Download training datasets

  1. Download and extract the TotalSegmentator dataset to ./training_data/total_segmentator folder.

  2. Download and extract the FLARE21 training dataset to ./training_data/flare21 folder. You should have a ./training_data/flare21/TrainingImg folder and ./training_data/flare21/TrainingMask folder.

Setup nnUNet environment

  1. Create a folder ./nnunet_data/nnUNet_raw_data_base
  2. Create a folder ./nnunet_data/nnUNet_preprocessed
  3. Create a folder ./nnunet_data/nnUNet_trained_nmodels
  4. Run create_nnunet_dataset.ipynb to setup the nnUnet dataset

Train model

  1. setup environtmnent variables
export nnUNet_raw_data_base="./nnunet_data/nnUNet_raw_data_base"
export nnUNet_preprocessed="./nnunet_data/nnUNet_preprocessed"
export RESULTS_FOLDER="./nnunet_data/nnUNet_trained_models"
  1. Run plan and preprocess nnUNet_plan_and_preprocess -t 773 --verify_dataset_integrity
  2. Train folds 0-4, you can use the train.sh script.
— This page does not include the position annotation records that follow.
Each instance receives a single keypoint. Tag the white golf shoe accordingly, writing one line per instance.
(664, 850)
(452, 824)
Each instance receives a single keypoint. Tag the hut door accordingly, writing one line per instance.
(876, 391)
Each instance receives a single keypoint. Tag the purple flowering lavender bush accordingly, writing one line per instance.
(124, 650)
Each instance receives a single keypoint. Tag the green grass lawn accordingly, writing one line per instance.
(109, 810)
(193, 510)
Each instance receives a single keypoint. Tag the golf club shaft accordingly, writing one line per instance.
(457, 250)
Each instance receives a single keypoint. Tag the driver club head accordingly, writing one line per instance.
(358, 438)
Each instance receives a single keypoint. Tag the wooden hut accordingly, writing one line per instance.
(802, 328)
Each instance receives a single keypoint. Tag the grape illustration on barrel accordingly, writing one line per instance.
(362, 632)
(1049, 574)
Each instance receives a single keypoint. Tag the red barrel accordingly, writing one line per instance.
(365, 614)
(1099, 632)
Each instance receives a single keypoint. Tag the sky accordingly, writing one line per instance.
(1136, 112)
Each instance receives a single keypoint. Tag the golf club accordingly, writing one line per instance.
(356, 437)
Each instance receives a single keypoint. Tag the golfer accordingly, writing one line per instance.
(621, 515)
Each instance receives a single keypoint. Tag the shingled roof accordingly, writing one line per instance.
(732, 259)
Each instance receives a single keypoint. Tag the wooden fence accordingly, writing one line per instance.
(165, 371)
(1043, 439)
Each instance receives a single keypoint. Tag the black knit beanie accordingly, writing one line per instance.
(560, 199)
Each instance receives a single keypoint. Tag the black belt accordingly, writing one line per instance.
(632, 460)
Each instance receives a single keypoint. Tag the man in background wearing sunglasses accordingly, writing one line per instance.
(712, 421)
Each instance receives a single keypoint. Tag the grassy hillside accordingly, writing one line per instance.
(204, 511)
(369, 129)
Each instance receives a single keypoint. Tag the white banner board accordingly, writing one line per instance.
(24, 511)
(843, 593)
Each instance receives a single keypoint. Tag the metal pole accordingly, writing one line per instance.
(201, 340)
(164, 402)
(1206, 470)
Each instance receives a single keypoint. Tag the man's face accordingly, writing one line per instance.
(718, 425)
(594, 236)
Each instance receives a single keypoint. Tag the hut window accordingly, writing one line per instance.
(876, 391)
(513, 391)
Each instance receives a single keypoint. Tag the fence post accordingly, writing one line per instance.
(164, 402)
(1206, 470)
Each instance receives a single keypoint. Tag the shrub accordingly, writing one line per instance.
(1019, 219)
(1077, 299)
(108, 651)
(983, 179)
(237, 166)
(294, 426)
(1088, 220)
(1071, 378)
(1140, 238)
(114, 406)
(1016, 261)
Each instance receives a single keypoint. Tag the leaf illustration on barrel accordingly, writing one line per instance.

Specify the fold with the first arg, and the gpu to train on with the second arg

Fixing Total Segmentator dataset

If you get errors like ITK ERROR: ITK only supports orthonormal direction cosines. No orthonormal definition found!

The first option is to install SimpleITK=2.0.2, however if you are using python >3.7, that version of SimpleITK is not available. The second option is to fix the dataset, using the steps below.

  1. build the docker image
docker build -t fix_total_segmentator:latest ./TotalSegFix
  1. run the docker image
docker run --rm -v $(pwd)/training_data/total_segmentator:/data -v $(pwd)/training_data/total_segmentator_fix:/out_data  -u $(id -u ${USER}):$(id -g ${USER}) fix_total_segmentator:latest
  1. copy the fixed dataset back to the training_data folder, or used new training_data/total_segmentator_fix instead of training_data/total_segmentator in the training instructions above.

Using your model weights

You can use nnUNet_predict with your existing nnUNet envirionment. To use DICOM as input or as output instead of nifti, refer to the container/run.py script for an example.